I think the second one would be better. PMA_mysql_query(something) is definetly easier to read and maintain than the first method.
Ok I will do this change
Definetly splitting the patch up will get code accepted and tested faster.
Yes it's sure. I just didn't split it till now, because I just kept one modified copy of PMA and generated patch from it. So till there didn't anything happen about applying I did it this way.
How big are they? They might belong in a new file instead. Possibly libraries/langconv.lib.php3
About 80 lines of functions, 20 lines of comments and 20 lines of code to load php extensions.
- added lang/{czech,english}-utf8.inc.php3
Could you write some documentation on how people should write UTF-8 translations?
I would prefer if they could be automatically generated, which should be possible. In patch there are also sync_english.sh and sync_czech.sh which do this for czech/english. But this could be done automatically for all languages. It's just converting chatset and adding one line about allowing recoding:
iconv -f iso8859-2 -t utf-8 english.inc.php3| sed -e 's/iso-8859-1/utf-8/' -e '/$charset/a\ $allow_recoding = TRUE;' > english-utf8.inc.php3
How well tested is this patch in terms of browsers? Is there any danger of
it breaking older or uncommon systems. One testcase I would like to see is using PMA from a web-enabled cell phone.
I tested it in all current versions of browsers (Mozilla, Opera, MSIE, links, lynx) under Linux and Widnows + some older versions (MSIE 4, Netscape 4.7x). Unicode is correctly supported by all of them. I didn't test it on any special systems like PDA or cell phones, but there still remains possibility to work as non patched version works - you can disable it in config or you can use language files which don't allow it.
Michal Cihar
On Fri, 7 Jun 2002, Michal Cihar wrote:
You can answer just to Phpmyadmin-devel, I'm subcribed to it, so if you cc me I'll get answer twice.
My bad, I normally do only reply to the list.
Definetly splitting the patch up will get code accepted and tested faster.
Yes it's sure.
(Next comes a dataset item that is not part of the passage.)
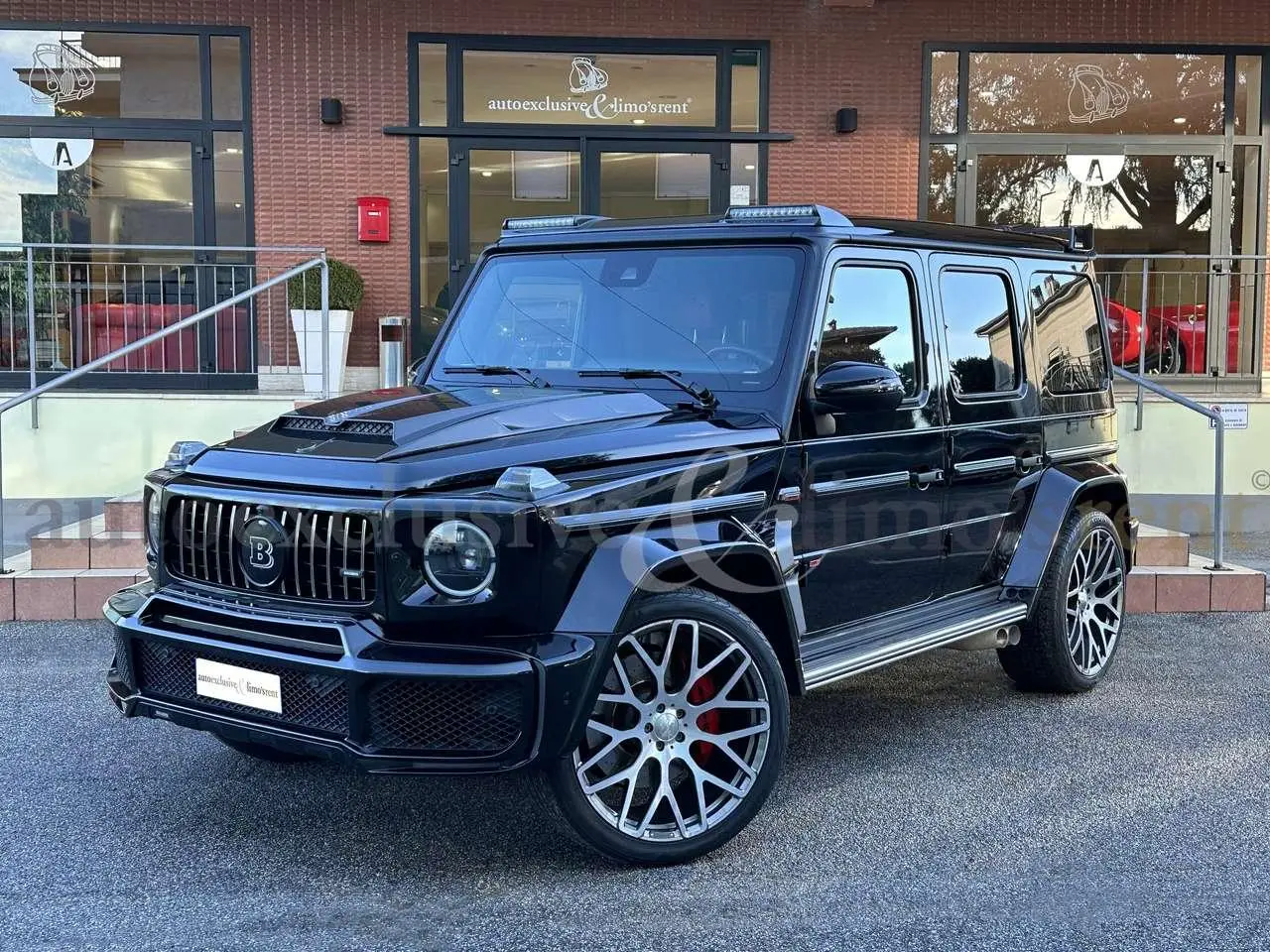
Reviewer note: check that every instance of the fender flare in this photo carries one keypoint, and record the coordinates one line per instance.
(1053, 495)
I just didn't split it till now, because I just kept one modified copy of PMA and generated patch from it. So till there didn't anything happen about applying I did it this way.
Ah, ok.
How big are they? They might belong in a new file instead. Possibly libraries/langconv.lib.php3
About 80 lines of functions, 20 lines of comments and 20 lines of code to load php extensions.
I would say that this probably would be better off in a new file then, for clarity's sake mostly.
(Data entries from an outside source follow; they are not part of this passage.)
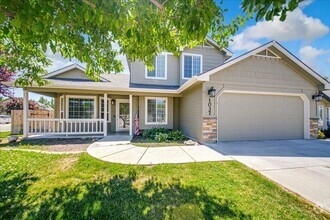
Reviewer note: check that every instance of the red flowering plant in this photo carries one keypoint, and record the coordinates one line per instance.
(5, 76)
(17, 104)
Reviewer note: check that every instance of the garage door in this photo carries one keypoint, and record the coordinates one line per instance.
(259, 117)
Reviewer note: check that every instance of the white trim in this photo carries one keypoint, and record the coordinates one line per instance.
(63, 70)
(258, 50)
(302, 96)
(320, 116)
(146, 110)
(105, 114)
(155, 68)
(62, 110)
(79, 97)
(117, 114)
(228, 52)
(131, 115)
(182, 64)
(108, 105)
(25, 112)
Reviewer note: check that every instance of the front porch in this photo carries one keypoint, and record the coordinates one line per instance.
(77, 115)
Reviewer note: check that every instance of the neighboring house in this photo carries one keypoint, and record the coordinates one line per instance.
(266, 93)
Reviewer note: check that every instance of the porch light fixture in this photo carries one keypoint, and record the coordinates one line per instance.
(317, 97)
(211, 92)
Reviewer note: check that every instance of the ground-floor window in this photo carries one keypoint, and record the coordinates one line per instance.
(108, 109)
(81, 107)
(156, 110)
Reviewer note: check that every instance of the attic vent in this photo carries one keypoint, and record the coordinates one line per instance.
(267, 53)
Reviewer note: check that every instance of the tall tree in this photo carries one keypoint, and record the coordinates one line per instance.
(87, 30)
(5, 76)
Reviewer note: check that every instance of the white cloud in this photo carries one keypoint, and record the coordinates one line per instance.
(305, 3)
(309, 55)
(297, 26)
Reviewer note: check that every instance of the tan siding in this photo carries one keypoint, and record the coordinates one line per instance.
(72, 74)
(211, 58)
(324, 126)
(260, 117)
(176, 113)
(259, 74)
(191, 113)
(169, 124)
(173, 70)
(262, 72)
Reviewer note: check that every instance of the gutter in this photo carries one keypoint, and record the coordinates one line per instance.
(182, 88)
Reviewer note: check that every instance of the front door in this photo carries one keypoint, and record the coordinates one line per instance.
(122, 115)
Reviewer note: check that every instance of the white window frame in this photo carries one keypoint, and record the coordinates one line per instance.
(182, 63)
(328, 115)
(62, 107)
(320, 116)
(81, 97)
(155, 68)
(109, 108)
(146, 110)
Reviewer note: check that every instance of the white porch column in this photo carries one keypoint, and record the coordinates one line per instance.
(25, 112)
(105, 121)
(131, 115)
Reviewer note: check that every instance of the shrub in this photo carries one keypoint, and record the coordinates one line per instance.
(151, 133)
(320, 135)
(161, 137)
(176, 135)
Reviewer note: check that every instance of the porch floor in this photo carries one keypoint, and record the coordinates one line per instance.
(117, 149)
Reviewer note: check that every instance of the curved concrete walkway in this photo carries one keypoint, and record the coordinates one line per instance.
(117, 149)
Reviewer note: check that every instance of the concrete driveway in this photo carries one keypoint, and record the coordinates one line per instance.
(302, 166)
(118, 149)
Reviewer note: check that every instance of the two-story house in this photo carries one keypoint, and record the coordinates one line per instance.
(266, 93)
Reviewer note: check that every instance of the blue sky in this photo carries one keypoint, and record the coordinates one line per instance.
(305, 32)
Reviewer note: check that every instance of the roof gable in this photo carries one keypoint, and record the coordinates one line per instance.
(64, 70)
(259, 51)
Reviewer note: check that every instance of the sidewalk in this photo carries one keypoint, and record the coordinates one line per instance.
(117, 149)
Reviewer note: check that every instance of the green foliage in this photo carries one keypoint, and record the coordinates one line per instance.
(161, 137)
(269, 9)
(176, 135)
(53, 186)
(320, 135)
(151, 133)
(46, 102)
(326, 132)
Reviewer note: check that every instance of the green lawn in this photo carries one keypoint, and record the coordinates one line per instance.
(43, 186)
(4, 134)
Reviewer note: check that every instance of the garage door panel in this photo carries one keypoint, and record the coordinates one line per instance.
(257, 117)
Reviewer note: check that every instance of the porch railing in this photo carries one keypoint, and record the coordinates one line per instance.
(65, 126)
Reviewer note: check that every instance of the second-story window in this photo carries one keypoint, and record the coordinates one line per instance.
(159, 71)
(192, 65)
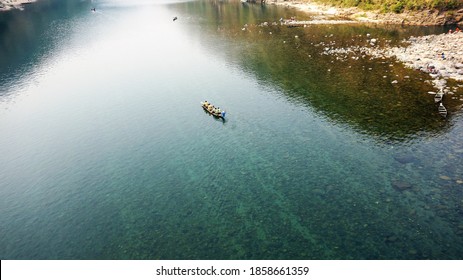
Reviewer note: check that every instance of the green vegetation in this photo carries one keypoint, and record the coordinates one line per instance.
(397, 6)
My DB-Config code will be going into these two files: libraries/db_config.lib.php3 (approx 200 lines) libraries/xpath/ (approx 4700 lines)
iconv -f iso8859-2 -t utf-8 english.inc.php3 | sed -e 's/iso-8859-1/utf-8/' -e '/$charset/a\ $allow_recoding = TRUE;' > english-utf8.inc.php3
DO document this somewhere in PMA. That conversion function would be useful. Possibly have some of this in scripts/ like my scripts/convertcfg.pl. Could we get some more input on the creation of scripts for things like this?
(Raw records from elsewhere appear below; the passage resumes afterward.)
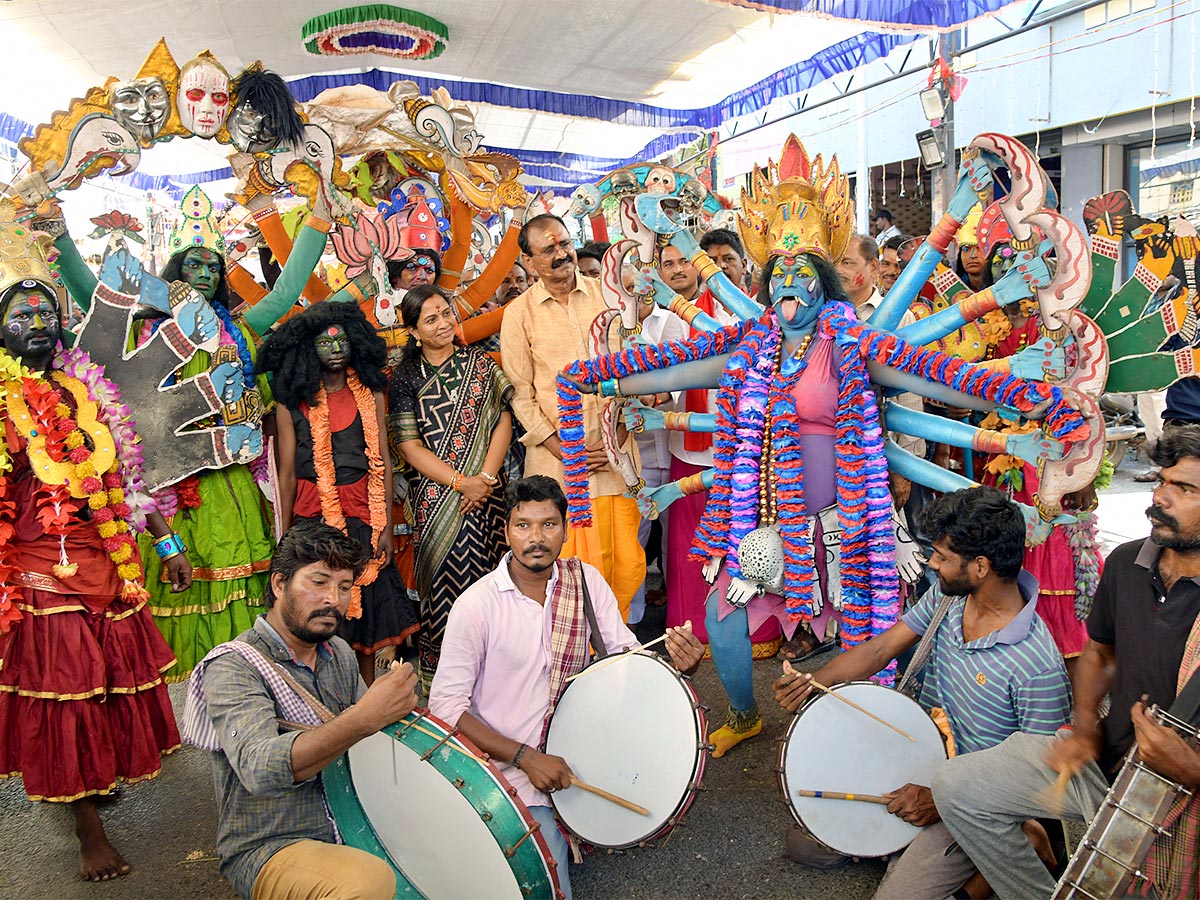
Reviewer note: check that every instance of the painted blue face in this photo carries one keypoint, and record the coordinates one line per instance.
(796, 292)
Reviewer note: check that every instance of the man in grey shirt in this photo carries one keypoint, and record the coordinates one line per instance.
(275, 835)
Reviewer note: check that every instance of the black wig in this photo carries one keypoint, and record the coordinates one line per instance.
(269, 95)
(289, 353)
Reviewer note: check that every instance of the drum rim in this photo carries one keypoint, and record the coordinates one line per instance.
(781, 771)
(339, 772)
(697, 772)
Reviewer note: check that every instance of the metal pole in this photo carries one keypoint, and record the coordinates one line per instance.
(946, 178)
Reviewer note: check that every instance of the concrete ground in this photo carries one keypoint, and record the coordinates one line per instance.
(730, 846)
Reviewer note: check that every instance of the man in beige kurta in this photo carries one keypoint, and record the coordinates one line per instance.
(544, 330)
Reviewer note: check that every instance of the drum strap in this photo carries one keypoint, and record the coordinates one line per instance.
(921, 657)
(593, 625)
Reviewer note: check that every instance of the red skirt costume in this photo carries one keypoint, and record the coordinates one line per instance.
(83, 703)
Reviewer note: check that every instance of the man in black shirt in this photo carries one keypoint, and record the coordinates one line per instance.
(1139, 629)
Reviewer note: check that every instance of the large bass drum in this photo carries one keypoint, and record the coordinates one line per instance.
(833, 747)
(635, 729)
(426, 801)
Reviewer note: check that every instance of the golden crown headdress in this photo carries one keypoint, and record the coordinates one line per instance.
(797, 207)
(24, 253)
(198, 226)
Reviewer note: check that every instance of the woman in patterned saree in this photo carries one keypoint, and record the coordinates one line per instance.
(449, 418)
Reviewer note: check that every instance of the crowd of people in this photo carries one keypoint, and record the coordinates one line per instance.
(497, 595)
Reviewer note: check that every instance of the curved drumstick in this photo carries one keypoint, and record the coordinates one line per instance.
(832, 693)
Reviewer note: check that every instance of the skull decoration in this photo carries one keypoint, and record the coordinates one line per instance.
(624, 183)
(660, 180)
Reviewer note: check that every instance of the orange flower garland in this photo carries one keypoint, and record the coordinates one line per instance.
(327, 479)
(64, 461)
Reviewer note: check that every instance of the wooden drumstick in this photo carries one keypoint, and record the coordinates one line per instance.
(841, 796)
(619, 657)
(832, 693)
(610, 797)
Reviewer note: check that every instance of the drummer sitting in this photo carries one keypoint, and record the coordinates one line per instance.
(275, 835)
(993, 667)
(514, 639)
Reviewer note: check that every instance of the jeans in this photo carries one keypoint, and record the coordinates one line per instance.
(732, 655)
(557, 844)
(987, 795)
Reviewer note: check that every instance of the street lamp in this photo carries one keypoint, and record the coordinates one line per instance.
(930, 149)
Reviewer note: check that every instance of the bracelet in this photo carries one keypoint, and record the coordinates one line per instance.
(169, 545)
(516, 760)
(611, 388)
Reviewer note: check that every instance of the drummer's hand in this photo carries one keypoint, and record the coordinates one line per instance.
(793, 688)
(1073, 750)
(545, 772)
(685, 648)
(1163, 749)
(913, 804)
(390, 699)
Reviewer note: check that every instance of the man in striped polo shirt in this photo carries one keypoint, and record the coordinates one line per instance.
(993, 667)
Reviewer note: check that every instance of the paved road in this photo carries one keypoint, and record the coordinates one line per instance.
(731, 845)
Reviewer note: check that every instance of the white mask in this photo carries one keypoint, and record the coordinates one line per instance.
(203, 99)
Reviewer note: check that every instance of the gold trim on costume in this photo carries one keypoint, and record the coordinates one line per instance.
(227, 574)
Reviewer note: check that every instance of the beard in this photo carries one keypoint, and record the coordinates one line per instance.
(1164, 531)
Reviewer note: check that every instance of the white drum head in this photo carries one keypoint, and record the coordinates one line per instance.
(630, 729)
(431, 832)
(832, 747)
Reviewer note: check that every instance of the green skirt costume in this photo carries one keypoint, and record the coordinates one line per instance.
(229, 541)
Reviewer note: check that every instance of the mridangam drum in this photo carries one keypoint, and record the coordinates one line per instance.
(635, 729)
(443, 816)
(834, 748)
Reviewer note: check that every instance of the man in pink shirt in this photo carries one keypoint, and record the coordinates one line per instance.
(514, 639)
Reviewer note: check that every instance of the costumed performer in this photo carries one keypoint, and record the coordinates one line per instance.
(83, 703)
(221, 514)
(799, 444)
(515, 637)
(275, 835)
(449, 419)
(544, 330)
(327, 372)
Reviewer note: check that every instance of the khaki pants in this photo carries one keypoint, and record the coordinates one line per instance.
(315, 870)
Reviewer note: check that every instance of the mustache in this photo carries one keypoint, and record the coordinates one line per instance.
(328, 611)
(1156, 514)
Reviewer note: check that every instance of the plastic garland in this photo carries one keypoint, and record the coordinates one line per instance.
(37, 411)
(376, 28)
(327, 477)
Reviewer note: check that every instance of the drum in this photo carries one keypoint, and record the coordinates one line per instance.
(832, 747)
(429, 803)
(635, 729)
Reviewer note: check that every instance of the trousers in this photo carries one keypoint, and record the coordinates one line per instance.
(315, 870)
(987, 795)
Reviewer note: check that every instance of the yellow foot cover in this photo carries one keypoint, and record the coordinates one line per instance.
(738, 727)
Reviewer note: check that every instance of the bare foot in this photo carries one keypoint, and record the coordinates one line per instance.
(99, 859)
But my original question was intended in a different sense. I had meant that some documentation should exist on how to write a UTF-8 translation from scratch for a language that has no normal form. Elvish dialects and Klingon from the far reachs of Unicode come to mind. Some people I know actually speak elvish in everyday life, instead of other languages, as for a few of them, they started out having elvish or klingon as their only common language for communication.
I tested it in all current versions of browsers (Mozilla, Opera, MSIE, links, lynx) under Linux and Widnows + some older versions (MSIE 4, Netscape 4.7x). Unicode is correctly supported by all of them. I didn't test it on any special systems like PDA or cell phones, but there still remains possibility to work as non patched version works - you can disable it in config or you can use language files which don't allow it.
Ok, that is good enough for the moment, I don't know if PDA/cell phones support unicode even. Just that I had an emergency once, and had to fix something in my mySQL DB from PMA over a web-enabled PDA.